Financial pain begins for Duke, UNC Health workers who missed COVID vaccine deadline

Several hundred employees of the UNC Health system have lost at least part of their annual bonus because they missed Tuesday’s deadline to either get vaccinated against COVID-19 or get an approved exemption.

Meanwhile at Duke Health, “fewer than 200” workers have been put on unpaid leave and have until Tuesday to comply with the hospital system’s vaccination policy.

Combined, the two health systems required more than 52,000 employees to get vaccinated against COVID-19 or get an approved exemption for either medical or religious reasons. Both say that the vast majority of their workers made Tuesday’s deadline.

The UNC employees who did not are now on probation and have until Nov. 2 to comply. They are now eligible for only 75% of an annual performance bonus due in late October; those who don’t get vaccinated or a waiver by Nov. 2 will lose the full bonus as well as their jobs.

The size of the bonus varies by worker and department but can amount to hundreds or thousands of dollars, said UNC spokesman Alan Wolf.

“It really is an incentive payment, so it’s tied to various metrics for the organization, such as revenue and patient satisfaction scores,” Wolf said. “It is a way to tie the organization’s success to a bonus.”

UNC is still working to confirm the vaccination status of about 900 employees, Wolf said. Some of them are on personal or medical leave or are new hires, both of which have more time to comply with the vaccine policy.

But most of them are simply unaccounted for and are now on probation, Wolf said. Some of that group may be vaccinated but have just not provided proof to UNC Health, but many others must still get their shots or get an approved exemption.
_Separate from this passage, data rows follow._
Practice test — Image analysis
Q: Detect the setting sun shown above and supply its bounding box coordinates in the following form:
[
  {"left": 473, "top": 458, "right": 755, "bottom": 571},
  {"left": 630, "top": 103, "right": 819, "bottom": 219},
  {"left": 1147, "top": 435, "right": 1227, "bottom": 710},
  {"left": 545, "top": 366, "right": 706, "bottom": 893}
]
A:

The vaccine mandate applied to 10 of the 12 hospitals in the UNC Health system, including Rex in Raleigh, UNC Medical Center in Chapel Hill and several smaller rural hospitals. Vaccination rates were highest at UNC’s urban hospitals and lowest in rural areas, said Dr. Matt Ewend, chief clinical officer at UNC Health.

“Our hospitals really reflect the communities that they live in,” Ewend said. “The most vaccinated county in the state is Orange County, and as you would imagine the vaccination rate at the UNC Medical Center in Chapel Hill is on our high end.”

In addition to the workers on probation, about 70 employees have resigned from UNC Health over the vaccine mandate since it was announced in late July. Another 35 have declined job offers because of it, Wolf said.

“When you’re looking across an organization that’s 30,000 employees, that’s not an outrageous number,” he said.

Duke: ‘Proud of where we are’

About 98% of Duke Health’s 23,000 employees have complied with the mandate policy, including more than 99% of nurses, said Katie Galbraith, president of Duke Regional Hospital, one of three Duke hospitals in the Triangle. Galbraith said another 1% are either new employees or on leave and will have six weeks from when they start work to either get vaccinated or a waiver.

That leaves fewer than 1% who went on unpaid leave Tuesday. They have seven days to either get their first shot of the Pfizer or Moderna vaccine or the single shot Johnson & Johnson vaccine.

Duke will continue to encourage those employees to get vaccinated, Galbraith said.

“All along we’ve not wanted to lose anyone,” she said. “It really is about safety, and I think our team members have really stepped up and reinforced their commitment to our values.

“At this point we are very proud of where we are, and hope to be able to bring those last few team members along,” she said.

UNC, Duke and several other hospitals across North Carolina announced mandatory vaccination policies on July 22. That same day the trade group that represents hospitals in the state came out in favor of required vaccination for all health care workers, saying the vaccines had proven to be “extraordinarily safe and effective, and our best tool to prevent the spread of the disease.”

The Triangle’s third big hospital system, WakeMed, also will require its employees to get vaccinated for COVID-19, but its deadline is Nov. 12.

UNC and Duke estimated that 70% or more of their employees were already vaccinated when they announced the mandates. Until then, hospitals didn’t track who had been vaccinated and had to ask workers to provide proof.

About 5% of UNC Health workers and 6% at Duke Health requested exemptions, the most common being for religious reasons. Both health systems grant religious wavers for the annual flu shot and used a similar process to review COVID-19 applications.

A religious exemption must be rooted in a longstanding, deeply held religious belief, and be based in fact about COVID-19 and the vaccines. A majority of the requests were granted.